Весьма любопытна в связи с этим формулировка наказания, предусматриваемого законом за перечисленные колдовские преступления, трактуемые как «тяжкое преступление против законов Господа и подданных Его величества»: «…и души таких преступников обречены на бесчестье перед Господом, лишение всех прав и позор в королевстве»[285]. Обращает на себя внимание тройственное значение устанавливаемого наказания: религиозное («бесчестье перед Господом»), юридическое («лишение всех прав») и моральное[286] («позор в королевстве»). Как и любое другое антисоциальное преступление, ведовство было противно евангельским принципам христианского общества и обременено религиозным и морально-нравственным комплексом вины.
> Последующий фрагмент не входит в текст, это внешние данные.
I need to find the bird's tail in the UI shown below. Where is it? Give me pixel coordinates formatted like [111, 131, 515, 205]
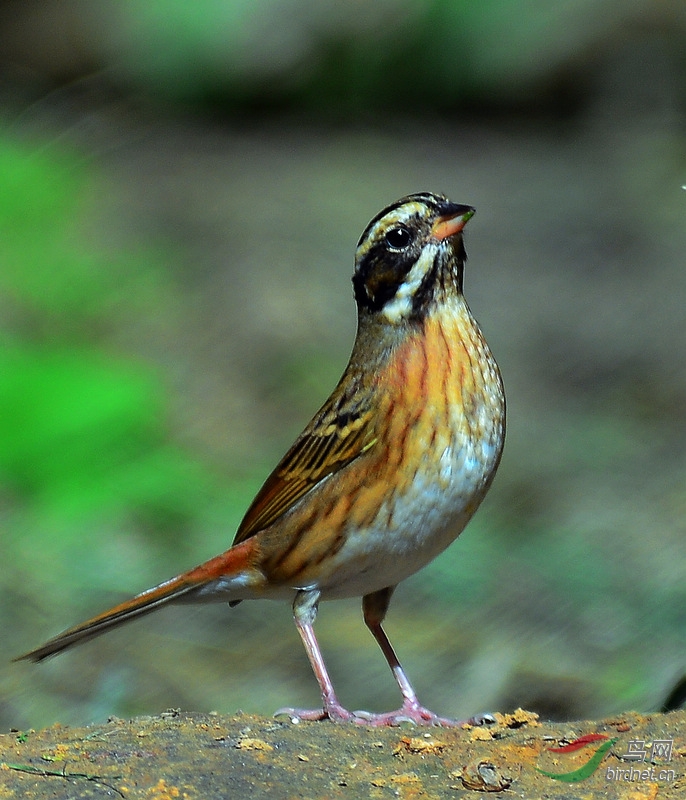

Уголовный характер ведовства конкретизируется в тексте билля следующим образом: «…любая попытка совершить вышеуказанное начиная с 1-го мая будет объявляться, и рассматриваться как уголовное преступление (Felony). Любое лицо или лица, совершившие вышеуказанное, их наставники, соучастники и поставщики будут объявляться, и рассматриваться как уголовные преступники (Felons). В соответствии с данным актом названные преступники или преступник должны быть осуждены по закону на смерть и конфискацию имущества, движимого и недвижимого, земель и всего состояния, как и иные преступники, на основании общих законов королевства, с лишением права убежища в храме и церковного погребения»[287]. Как видится, ведовство приравнивается здесь ко всем остальным уголовным преступлениям, и не выделяется как исключительное преступление (crimen exeptum).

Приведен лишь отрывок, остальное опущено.